No pasó mucho antes de que del cristal se reflejara un antiguo sello con forma de “montaña”.
Al ver ese sello simple y viejo, ambos fruncieron el ceño.
—Conoce el acuerdo del Puente Inmortal-Mortal… y trae el sello del Monte Buzhou. Su identidad debe ser real.
Han Song dijo:
—Está bien. De momento, lo registramos en el registro inmortal. Sobre si dejarlo entrar o no al Reino Inmortal del Extremo Oriente… eso lo decidirán los ancestros.

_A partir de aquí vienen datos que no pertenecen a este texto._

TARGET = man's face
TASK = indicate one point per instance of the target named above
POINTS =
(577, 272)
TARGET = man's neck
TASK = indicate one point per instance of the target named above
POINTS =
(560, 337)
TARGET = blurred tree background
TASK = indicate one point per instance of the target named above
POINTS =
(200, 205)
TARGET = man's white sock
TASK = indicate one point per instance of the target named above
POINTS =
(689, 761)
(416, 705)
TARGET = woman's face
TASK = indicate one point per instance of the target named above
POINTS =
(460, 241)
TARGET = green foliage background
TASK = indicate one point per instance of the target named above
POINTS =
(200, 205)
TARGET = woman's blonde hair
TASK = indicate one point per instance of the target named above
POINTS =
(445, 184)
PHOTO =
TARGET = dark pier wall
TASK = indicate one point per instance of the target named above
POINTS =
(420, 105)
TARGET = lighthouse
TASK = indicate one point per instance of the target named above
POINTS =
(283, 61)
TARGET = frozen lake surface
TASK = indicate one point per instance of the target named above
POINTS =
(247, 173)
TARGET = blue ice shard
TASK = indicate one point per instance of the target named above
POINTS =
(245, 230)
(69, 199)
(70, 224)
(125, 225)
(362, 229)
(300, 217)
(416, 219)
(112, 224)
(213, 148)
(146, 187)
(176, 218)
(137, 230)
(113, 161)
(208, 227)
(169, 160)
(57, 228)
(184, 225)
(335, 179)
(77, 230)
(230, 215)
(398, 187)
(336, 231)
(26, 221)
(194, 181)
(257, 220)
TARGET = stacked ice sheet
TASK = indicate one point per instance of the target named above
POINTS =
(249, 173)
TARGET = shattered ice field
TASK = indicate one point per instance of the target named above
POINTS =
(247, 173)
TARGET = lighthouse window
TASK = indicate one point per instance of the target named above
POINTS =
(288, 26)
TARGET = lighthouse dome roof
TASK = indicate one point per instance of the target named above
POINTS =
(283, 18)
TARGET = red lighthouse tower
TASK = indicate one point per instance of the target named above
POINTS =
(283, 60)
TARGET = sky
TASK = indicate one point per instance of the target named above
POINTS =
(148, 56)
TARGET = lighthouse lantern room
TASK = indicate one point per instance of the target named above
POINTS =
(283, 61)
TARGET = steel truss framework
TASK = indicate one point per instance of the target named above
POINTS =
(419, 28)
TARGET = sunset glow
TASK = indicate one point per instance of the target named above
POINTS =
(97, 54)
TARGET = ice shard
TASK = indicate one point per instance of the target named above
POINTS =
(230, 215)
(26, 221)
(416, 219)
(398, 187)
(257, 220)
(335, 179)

Li Donglin al fin levantó la mano.
De la pared del Pabellón volaron un pincel y un registro: el Pincel que Señala al Inmortal y el Registro de Nombres Inmortales.
Ambos se posaron frente a él.
Li Donglin sostuvo el pincel. El registro se abrió solo.
Y escribió dos caracteres:
“Hao Shan.”
Debajo añadió información detallada:
“Ascendido del Mar de Mundos del Extremo Oriente bajo jurisdicción del Gran Desierto. Identidad de heredero del Monte Buzhou confirmada. Sospecha: gran cantidad de energía del Mar de Mundos en el cuerpo.”
Tras escribir, le enviaron las coordenadas espaciales.
—Gente del mundo inferior: cuando termines el bautismo de la Puerta Inmortal, ve a estas coordenadas. El Reino Inmortal enviará a alguien a recibirte.
Del otro lado pareció venir una voz alegre.
Luego, ambos lanzaron sellos y técnicas al Cristal Inmortal.
¡BOOM!
El cristal estalló con energía inmortal aterradora, atravesando el espacio hacia el mundo inferior, hacia ese “Hao Shan”.
Porque para ascender, un cultivador del mundo inferior debía pasar el bautismo de la Puerta Inmortal, y el cristal era justo la fuente que daba esa energía.
—Hermano Han… ¿ya podemos reportarlo?
Li Donglin preguntó.
Han Song siguió cauteloso.
—Espera. Solo cuando termine el bautismo y cruce el Mar de Mundos podremos confirmarlo por completo.
—Está bien. Te hago caso.
Volvieron a sentarse a ambos lados, esperando en silencio.
No se sabía cuánto tiempo pasó, hasta que dentro del Pabellón sonó un pa-ta.
Ambos abrieron los ojos de golpe.
—¿El Registro de Nombres se cayó? ¿Qué significa eso?
Li Donglin era la primera vez que veía algo así.
Han Song recogió el registro con energía inmortal, lo abrió en la página donde habían escrito.
Y ambos vieron algo que los heló:
El nombre “Hao Shan”… había desaparecido solo.
—Él ya pasó el bautismo… ¿por qué su nombre se borró? ¿Acaso fue atacado por demonios al cruzar el Mar de Mundos?